I am hoping you can help me out. I am working on a book (hopefully humorous) on parenting. Part of the book will be little stories submitted by parents everywhere. These stories should be 2 or 3 paragraphs. If you want your name listed as anonymous, please note that. Of course, if you want to use fake names for the characters, go right ahead (I won’t know either way!).

If you want to just post the stories on this thread, others can enjoy them as well. Or if you prefer, you can send them to me via private message. Also, if you request via private message, I will send you my info and email address so you know who I am, etc.

Please let your non-Catholic Answers friends know about this as well!

This more funny stories submitted, the better this book will be!

Thanks in advance for your help!🙂
 
I’m still in recovery from parenting (at least that is what my Tshirt says) so I don’t know if I am ready to laugh about it, but if I can come up with something will send it along.
 
Thanks!

If you want more of my info, please PM me.

I’m sure you have some very good stories!
 
This will be from the child’s perspective, as I’m not a parent yet, but it is pretty funny, to me.

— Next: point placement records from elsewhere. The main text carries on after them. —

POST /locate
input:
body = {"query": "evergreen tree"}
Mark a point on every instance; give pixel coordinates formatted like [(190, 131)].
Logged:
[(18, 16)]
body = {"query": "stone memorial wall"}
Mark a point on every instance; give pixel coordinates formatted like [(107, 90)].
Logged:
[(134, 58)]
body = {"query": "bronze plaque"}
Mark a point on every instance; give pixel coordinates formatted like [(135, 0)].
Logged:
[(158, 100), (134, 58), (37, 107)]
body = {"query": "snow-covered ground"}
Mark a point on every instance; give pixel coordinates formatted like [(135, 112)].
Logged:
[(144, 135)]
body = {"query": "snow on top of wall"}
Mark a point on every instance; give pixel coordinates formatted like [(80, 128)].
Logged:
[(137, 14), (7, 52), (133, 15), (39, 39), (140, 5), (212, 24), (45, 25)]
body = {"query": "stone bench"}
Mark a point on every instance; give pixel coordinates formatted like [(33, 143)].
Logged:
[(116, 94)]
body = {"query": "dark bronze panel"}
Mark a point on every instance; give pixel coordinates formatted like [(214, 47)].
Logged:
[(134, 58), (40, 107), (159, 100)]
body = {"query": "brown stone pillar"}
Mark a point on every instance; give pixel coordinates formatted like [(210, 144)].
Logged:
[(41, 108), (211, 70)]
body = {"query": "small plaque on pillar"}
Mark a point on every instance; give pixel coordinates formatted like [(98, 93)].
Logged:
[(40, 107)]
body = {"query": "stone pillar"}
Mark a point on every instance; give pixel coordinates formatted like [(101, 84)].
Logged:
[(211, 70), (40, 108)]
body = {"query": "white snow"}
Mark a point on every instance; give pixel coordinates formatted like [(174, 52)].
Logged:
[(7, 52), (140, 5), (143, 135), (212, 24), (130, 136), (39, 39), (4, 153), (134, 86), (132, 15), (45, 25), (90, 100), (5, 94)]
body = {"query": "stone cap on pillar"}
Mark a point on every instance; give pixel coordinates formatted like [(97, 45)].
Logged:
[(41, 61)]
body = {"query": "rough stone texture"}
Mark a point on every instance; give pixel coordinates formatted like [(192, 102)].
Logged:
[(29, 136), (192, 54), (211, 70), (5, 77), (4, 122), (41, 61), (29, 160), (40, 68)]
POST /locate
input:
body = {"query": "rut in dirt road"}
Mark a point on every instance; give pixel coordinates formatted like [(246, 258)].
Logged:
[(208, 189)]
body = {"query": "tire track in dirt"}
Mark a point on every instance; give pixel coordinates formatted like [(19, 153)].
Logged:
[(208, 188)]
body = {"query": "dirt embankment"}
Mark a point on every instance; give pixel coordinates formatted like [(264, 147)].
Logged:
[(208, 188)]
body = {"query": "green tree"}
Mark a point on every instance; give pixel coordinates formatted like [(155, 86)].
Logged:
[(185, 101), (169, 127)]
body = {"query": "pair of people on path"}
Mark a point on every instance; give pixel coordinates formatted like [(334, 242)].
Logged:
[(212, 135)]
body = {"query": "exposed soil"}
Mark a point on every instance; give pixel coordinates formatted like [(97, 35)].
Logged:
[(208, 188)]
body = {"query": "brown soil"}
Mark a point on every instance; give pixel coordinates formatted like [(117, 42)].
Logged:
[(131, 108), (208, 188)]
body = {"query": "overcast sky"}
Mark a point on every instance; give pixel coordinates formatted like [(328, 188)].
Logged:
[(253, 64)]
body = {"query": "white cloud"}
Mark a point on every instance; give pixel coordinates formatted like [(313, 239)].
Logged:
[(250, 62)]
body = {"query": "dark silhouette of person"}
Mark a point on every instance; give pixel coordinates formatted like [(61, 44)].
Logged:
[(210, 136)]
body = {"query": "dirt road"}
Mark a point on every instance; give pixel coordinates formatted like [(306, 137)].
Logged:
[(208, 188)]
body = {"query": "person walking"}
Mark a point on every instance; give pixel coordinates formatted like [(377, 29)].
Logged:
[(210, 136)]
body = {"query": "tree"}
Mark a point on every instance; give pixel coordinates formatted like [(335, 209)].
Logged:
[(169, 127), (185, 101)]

I was about 1st or 2nd grade when my parents first broached the idea of modesty. Remember the huge t-shirt fashion fad? Well, I decided since my shirts went down below my knees, I no longer needed to wear shorts or pants under the shirt. My mother called me inside and explained that it was immodest to turn cartwheels outside with the neighbor kids without shorts on.

The next day, I found myself “unfurnished” as usual, and remembered the conversation halfway through a somersault. I rushed inside to get my shorts before Mom noticed, but tripped and opened up my shin really badly. There I was, short-less and in so much pain I couldn’t walk, and all I was worried about was how I would make it to my room to put on shorts without getting blood on the carpet.

Okay so maybe it’s not that funny. Maybe this one is better.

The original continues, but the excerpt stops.